Treasury-sponsored housing review looks at replacing section 106 agreement with tax on developments.
A government review of the undersupply of housing in the UK may conclude that a land development tax should be imposed on housebuilders.

The Treasury-sponsored review is being carried out by Kate Barker, a member of the Bank of England's Monetary Policy Committee. She is considering replacing section 106 agreements between housebuilders and councils, which usually take a long time to negotiate, with a simple development tax.

The UK housing market is currently undersupplied by around 75,000 homes a year. Much of the blame for this has been put on section 106 agreements. These force developers to build affordable housing or infrastructure in return for planning approval.
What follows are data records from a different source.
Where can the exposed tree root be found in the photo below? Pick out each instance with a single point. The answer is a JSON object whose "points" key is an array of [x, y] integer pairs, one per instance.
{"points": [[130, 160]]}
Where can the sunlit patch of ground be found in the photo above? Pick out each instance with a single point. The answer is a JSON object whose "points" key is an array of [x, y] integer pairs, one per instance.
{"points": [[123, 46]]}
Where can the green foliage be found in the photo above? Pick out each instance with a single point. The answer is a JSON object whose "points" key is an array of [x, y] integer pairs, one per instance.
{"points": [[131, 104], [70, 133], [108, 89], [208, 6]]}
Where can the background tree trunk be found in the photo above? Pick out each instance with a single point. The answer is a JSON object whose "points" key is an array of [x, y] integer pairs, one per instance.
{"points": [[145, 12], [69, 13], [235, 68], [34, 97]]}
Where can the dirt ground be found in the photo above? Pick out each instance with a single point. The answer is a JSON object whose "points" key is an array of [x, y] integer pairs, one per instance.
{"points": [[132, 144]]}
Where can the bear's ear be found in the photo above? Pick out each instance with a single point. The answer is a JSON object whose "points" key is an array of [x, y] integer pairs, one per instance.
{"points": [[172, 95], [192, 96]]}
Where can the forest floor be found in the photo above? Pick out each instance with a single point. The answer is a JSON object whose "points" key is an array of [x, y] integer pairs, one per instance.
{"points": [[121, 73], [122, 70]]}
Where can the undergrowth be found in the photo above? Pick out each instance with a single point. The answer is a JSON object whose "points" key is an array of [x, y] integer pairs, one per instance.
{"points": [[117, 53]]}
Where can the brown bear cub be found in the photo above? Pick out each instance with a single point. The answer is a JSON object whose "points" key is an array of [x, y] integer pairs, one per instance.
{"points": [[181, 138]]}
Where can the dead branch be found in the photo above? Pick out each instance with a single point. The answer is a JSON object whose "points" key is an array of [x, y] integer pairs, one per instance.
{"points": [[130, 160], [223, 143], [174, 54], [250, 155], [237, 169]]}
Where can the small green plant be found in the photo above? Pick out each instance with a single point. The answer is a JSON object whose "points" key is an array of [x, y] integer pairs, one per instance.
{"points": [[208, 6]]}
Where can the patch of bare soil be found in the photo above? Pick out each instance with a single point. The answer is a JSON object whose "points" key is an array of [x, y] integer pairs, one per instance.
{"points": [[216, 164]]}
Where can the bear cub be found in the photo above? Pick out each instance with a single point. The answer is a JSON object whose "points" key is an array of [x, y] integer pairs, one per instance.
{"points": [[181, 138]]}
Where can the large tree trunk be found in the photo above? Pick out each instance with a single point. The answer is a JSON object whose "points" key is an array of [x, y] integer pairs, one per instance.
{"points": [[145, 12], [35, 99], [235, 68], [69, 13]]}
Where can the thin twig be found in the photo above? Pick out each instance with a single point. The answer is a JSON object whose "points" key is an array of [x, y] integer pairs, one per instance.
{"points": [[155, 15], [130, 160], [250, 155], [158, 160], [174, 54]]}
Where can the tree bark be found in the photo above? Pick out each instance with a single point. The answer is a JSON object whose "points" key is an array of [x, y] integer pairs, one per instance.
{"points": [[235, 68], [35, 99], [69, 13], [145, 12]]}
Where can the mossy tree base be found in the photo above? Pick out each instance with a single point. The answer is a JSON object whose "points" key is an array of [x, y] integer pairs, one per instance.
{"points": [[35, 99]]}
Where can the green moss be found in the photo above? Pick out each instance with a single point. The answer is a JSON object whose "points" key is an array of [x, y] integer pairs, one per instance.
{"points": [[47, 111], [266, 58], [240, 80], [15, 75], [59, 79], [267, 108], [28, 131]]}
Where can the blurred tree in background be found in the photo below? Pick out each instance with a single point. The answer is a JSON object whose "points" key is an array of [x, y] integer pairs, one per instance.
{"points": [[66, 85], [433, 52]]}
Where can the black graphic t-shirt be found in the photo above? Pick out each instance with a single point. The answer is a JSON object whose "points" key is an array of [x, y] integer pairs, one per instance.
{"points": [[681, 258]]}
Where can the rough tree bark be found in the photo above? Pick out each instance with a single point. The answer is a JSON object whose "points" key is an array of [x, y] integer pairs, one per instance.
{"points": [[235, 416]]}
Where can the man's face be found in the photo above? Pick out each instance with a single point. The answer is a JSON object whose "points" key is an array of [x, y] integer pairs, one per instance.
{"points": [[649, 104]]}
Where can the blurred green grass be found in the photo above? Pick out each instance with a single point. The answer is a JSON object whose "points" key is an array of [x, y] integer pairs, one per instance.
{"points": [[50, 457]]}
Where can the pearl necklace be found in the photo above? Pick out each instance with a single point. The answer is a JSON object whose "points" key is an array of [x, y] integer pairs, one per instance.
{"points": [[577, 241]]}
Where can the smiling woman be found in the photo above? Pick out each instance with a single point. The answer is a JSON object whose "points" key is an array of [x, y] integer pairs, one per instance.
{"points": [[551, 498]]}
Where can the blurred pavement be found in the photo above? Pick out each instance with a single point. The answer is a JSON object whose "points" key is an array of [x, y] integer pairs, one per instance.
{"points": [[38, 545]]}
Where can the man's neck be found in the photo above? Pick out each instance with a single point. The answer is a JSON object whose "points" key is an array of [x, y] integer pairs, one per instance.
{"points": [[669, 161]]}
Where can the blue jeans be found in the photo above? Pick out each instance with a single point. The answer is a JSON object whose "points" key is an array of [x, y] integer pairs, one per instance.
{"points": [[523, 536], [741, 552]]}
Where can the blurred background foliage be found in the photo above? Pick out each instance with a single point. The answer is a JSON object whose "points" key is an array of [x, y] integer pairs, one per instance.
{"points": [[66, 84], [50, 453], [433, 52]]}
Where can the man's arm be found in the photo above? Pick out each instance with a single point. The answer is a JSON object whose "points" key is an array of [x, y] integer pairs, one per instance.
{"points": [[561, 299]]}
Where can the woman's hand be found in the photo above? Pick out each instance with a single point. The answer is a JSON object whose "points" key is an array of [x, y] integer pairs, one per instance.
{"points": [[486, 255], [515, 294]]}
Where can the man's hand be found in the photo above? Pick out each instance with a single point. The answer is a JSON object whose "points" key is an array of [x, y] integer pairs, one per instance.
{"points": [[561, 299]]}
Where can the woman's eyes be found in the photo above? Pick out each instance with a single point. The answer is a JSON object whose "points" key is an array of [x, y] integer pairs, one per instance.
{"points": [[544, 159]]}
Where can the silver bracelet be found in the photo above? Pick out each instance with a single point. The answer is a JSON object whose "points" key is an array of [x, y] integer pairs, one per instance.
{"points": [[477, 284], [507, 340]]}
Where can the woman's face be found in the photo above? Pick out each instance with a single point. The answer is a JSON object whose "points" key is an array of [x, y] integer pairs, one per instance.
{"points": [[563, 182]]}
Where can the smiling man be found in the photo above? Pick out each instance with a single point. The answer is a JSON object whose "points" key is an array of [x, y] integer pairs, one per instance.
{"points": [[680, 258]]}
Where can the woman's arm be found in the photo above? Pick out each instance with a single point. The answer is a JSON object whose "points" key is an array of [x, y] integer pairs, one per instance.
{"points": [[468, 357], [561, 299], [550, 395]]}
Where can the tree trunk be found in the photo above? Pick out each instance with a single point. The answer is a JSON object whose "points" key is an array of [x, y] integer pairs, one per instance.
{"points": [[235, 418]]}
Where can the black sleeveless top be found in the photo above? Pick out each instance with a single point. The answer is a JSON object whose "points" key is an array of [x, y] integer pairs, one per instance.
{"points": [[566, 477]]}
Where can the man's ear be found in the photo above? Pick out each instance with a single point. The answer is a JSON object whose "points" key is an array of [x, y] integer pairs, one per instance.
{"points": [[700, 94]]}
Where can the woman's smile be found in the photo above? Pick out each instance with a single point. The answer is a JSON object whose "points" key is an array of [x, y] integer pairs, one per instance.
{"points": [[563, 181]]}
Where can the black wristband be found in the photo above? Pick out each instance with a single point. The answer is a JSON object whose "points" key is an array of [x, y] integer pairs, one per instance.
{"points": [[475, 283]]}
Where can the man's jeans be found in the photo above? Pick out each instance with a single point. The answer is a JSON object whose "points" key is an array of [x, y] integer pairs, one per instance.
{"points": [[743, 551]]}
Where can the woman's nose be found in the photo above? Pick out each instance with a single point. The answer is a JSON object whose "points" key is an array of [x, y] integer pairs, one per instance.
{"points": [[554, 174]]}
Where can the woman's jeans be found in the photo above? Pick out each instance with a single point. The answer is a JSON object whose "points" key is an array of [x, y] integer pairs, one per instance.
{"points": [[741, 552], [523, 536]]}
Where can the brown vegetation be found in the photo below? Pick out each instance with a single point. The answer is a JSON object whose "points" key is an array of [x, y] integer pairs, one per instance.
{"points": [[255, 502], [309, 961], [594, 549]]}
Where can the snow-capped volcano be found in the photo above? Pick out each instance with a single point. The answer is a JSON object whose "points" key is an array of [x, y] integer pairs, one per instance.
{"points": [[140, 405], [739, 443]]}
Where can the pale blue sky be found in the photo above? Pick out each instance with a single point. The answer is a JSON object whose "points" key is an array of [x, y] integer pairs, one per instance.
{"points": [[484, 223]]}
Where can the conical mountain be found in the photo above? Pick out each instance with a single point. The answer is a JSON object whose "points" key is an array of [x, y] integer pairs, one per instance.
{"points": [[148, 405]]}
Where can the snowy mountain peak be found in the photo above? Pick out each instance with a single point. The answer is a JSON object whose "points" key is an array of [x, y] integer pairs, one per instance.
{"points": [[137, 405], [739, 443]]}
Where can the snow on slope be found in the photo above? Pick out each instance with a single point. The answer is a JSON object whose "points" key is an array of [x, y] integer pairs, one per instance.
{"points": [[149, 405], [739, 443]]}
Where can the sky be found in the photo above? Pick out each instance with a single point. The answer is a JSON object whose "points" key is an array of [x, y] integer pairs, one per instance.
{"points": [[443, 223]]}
The development tax could be introduced in areas where profit from development is deemed to be high, such as London. It would be collected by the state and given to councils for social projects.

This type of tax has always cost more than it is worth

Alan Cherry, Countryside

Barker may stop short of asking for the abolition of section 106 agreements. She could combine them with the tax on the understanding that they focus solely on the social impact of a scheme, rather than being used to improve infrastructure and social housing across a borough.

A Whitehall source said: "Kate is looking very seriously at simplifying section 106, as well as getting hold of some of a scheme's land value [through the tax]. This has lots of difficulties – each time a tax has been implemented the industry has successfully fought it off."

Alan Cherry, chairman of Countryside Properties, said the plan was doomed. He said: "A form of tax is good in theory, but has proved impractical in the past. This has been tried three times since 1947, and it's always cost more than it is worth."

Another leading housebuilder went further: "There is a serious lack of understanding in government. If the tax is introduced in addition to section 106, how many marginal schemes are going to fall away?"

The housebuilder added that the planning system should be left untouched for 10 years, as constant government reform was worse than the status quo.